Say On Pay

Say On Pay

Description image by Vern Krishna Executive Director, CGA Tax Research Centre; Tax Counsel, Borden Ladner Gervais LL.P.
  • First Posted: Jul 22 2009 22:10 PM
  • Updated: 11 months ago

Government bailouts are going towards corporate bonuses, and the public is livid. It’s time to give shareholders more say in the process.

In February, the Royal Bank of Scotland (RBS) was set to award its staff £1 billion (GBP) in bonuses, after the British government – which now owns 70 per cent of the bank – had spent £20 billion in bailout money to keep the bank afloat. The British Finance Minister, Alistair Darling, announced a hasty review on bonuses: “I expect the review to make recommendations about the effectiveness of risk management by banks’ boards, including how pay affects risk-taking.”

In these dark days of economic recession, executive compensation has become a hot topic. Some corporations are shoveling bonuses out the back door just as quickly as government bailouts came in through the front. Shareholders and government regulators – particularly in the United States – are rethinking corporate management doctrines that were developed two centuries ago.

The principles of modern corporate governance evolved from 19th-century concepts. Shareholders buy shares and become the owners of the corporation; directors manage the corporation in the best interests of the company – not necessarily the interests of shareholders. Thus, shareholders have no direct legal input on executive compensation policies.

Giving shareholders that input – say on pay – has the potential to radically shift the principles of corporate governance in North America.

Canadian banks have already set a good example. The Canadian Imperial Bank of Commerce, the Royal Bank of Canada, and others have passed resolutions that shareholders should be permitted non-binding votes on executive compensation. The banks took this step in light of impending shareholder revolts over corporate compensation. We should expect similar demands on governmental and regulatory bodies.

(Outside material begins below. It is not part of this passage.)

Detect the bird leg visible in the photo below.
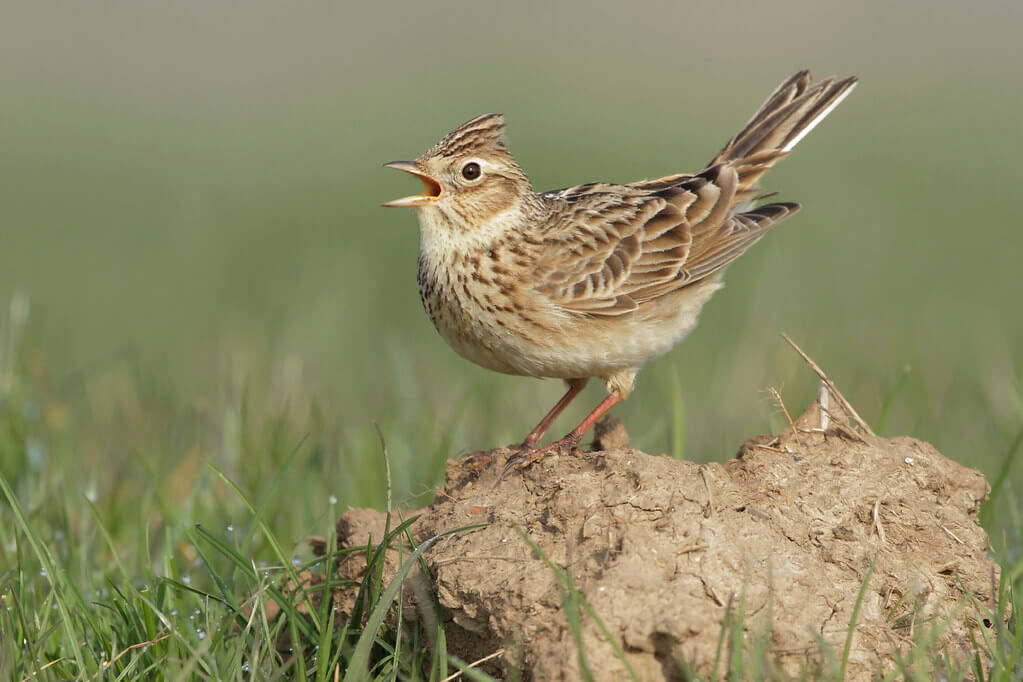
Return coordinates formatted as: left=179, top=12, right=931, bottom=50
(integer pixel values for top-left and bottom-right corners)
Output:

A “non-binding vote” may appear to be an oxymoron to some. It is, however, the first step toward shareholder participation in corporate decisions. In public corporations, the issue is whether shareholders have any input into management and board decisions. In regulated industries, the issue is whether the shareholders have a “right to know” before they have a “right to say.”

Corporations generally award bonuses for superior performance. In the absence of such performance, there has been mounting pressure to “claw back” past bonuses.

Some corporate boards, however, have introduced innovative ways of conceding executive bonuses. They channel what would have been the executive’s bonus to a charity of the executives’ choosing. Although these contributions do not restore shareholder wealth, they do benefit the charity in times of dwindling contributions. Presumably, the charity issues a charitable donation receipt, and the corporation – not the CEO – gets a tax deduction.

Charitable donations to divert executive compensation can be a minefield though. If the donation diverts the executive’s compensation at the executive’s direction, it may be an indirect payment to him or her that should be taxed. There are no easy answers to these structures and they should be carefully reviewed.

Another aspect of executive compensation that warrants scrutiny is the practice of “grossing-up” corporate perks and benefits. The “gross-up” payment covers the tax bite of perquisites – club memberships, use of corporate cars and jets, etc. In some cases, gross-up payments even extend to differentials in tax rates between countries.

The most expensive type of gross-up is payment on golden parachutes payable upon voluntary or involuntary severance. The amount of the gross-up for taxes payable is itself taxable as a perquisite. Hence, the gross-up requires a further gross-up and the cycle continues.

For example, assume that an individual receives a $100 benefit that is taxable at 35 per cent. That leaves $65 net. In order to restore the individual to $100 net of tax benefit, the corporation must gross-up the amount of the perk to $154, which will leave an after-tax benefit of $100.

As the recession grinds on, corporate boards and shareholders are taking a closer look at gross-ups. At least 43 companies in the Standard & Poor’s 500 stock index had already decided by April 2009 to stop paying gross-ups for taxes on executive perquisites and benefits.

It is too early to predict whether shareholder activism is merely transient and will abate when we climb out of the recession and equity values improve. At the very least, CEOs of responsible companies will begin disclosing more information to their members. After all, in corporate governance, sunlight is the best disinfectant.